The young man with the greasy brown hair scratched absent-mindedly at a pustule on his nose, and began to play the first faltering notes of Oasis’s Wonderwall. A Goth with dyed black hair and eyeliner at the back of the shop eyeing a Gibson 335 groaned audibly at such a rude arousal from his latest Cramps fantasy, in which he’d been setting about Poison Ivy with it to her wildly enthusiastic delight, and hissed to his chubby girlfriend:
“Oasis?
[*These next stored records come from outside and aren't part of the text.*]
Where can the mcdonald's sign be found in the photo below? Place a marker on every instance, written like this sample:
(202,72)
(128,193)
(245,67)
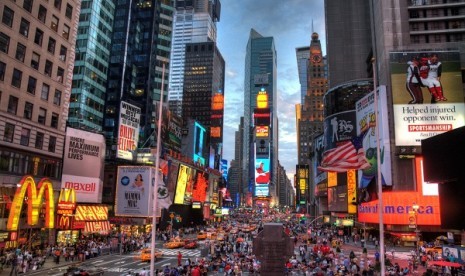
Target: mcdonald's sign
(35,198)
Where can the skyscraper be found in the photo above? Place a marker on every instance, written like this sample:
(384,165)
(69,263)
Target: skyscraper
(194,21)
(91,66)
(260,75)
(36,66)
(140,46)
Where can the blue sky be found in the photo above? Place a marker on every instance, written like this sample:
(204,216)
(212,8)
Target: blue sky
(290,23)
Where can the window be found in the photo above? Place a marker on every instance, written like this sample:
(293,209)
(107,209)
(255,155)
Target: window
(4,42)
(17,77)
(65,33)
(39,140)
(42,16)
(24,27)
(31,85)
(60,74)
(57,4)
(28,108)
(2,70)
(25,134)
(9,133)
(38,37)
(48,68)
(57,97)
(8,15)
(63,51)
(51,45)
(69,11)
(20,52)
(54,122)
(42,116)
(52,143)
(35,59)
(12,105)
(54,23)
(27,5)
(45,91)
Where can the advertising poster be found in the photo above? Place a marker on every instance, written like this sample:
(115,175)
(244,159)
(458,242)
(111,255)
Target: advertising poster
(83,164)
(199,192)
(339,127)
(184,186)
(134,191)
(427,94)
(366,122)
(262,171)
(128,133)
(199,143)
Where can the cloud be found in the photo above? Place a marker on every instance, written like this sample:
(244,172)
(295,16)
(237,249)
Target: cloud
(290,23)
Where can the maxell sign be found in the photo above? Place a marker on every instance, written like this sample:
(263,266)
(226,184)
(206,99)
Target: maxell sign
(83,165)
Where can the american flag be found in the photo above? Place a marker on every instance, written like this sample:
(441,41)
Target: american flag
(350,155)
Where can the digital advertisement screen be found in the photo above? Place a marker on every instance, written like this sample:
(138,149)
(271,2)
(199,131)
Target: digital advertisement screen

What the fuck?”
“Just be grateful it’s not Hughey Lewis and the News like last week,” she replied angrily, having more than an inkling his attention was as ever, not where it should be.
They were in Gerry’s Guitar Shop and the pimply youth had been annoying all and sundry with his weekly violation of the best guitar in the shop: the black and white Fender Stratocaster, American vintage no less and rumoured to have been played by Hendrix himself. The fact that the rumour had been started by Gerry didn’t detract from its mystique.
The pimpled one looked up and smiled at Mel, the pissed off employee who had drawn the short straw and been charged with making sure the dork didn’t actually do any real damage. The problem was he kept threatening to buy it insisting to anyone who would listen that he was coming into some ‘big money’.
“Twat,” thought Mel fingering his nose-ring absent-mindedly. He had a hot date tonight with the voluptuous Kelly from Greg’s the Bakers two doors down.
“She’s not voluptuous you fuck-wit,” Kev, one of the other Saturday assistants had said, “she’s fat. What do you expect from a chick who works in a fucking bakers, eh? Wait ‘til she’s twenty-two, you’ll be needing a winch and pulley system to get her in and out of that heap of shit car of yours.”
“My name’s Keith,” said the pimpled poseur, “you might have heard of me or my band, Head In The Sand? H I T S, gettit? No? Well you will one day mate. You will one day. Now what’s that Led Zep tune everyone used to play about, like, ninety years ago or something?”
“What?” said Mel, feeling the first twinge of unease. There was something he’d been told about, told not to forget and godammit if he’d gone and done exactly that.
“You know, Led Zepplin dinosaurs of rock and all that. I’m more into the Zappmeister than the Zep myself, but I just wish I could remember what the damn song was-”
“Stairway to Heaven,” said a fresh faced young girl no one in Gerry’s had seen before as she sashayed past in cloud of perfume.
“That’s the one! Now how does it go again…” at that moment Gerry himself came out from the back room, a concerned frown on his perma-tanned face and Mel remembered with a start what he’d been told on no account to forget.
But it was too late. Keith started to play the first notes even managing to get them right for a change and that was going to prove the biggest mistake of his life, although he didn’t know that. Not then.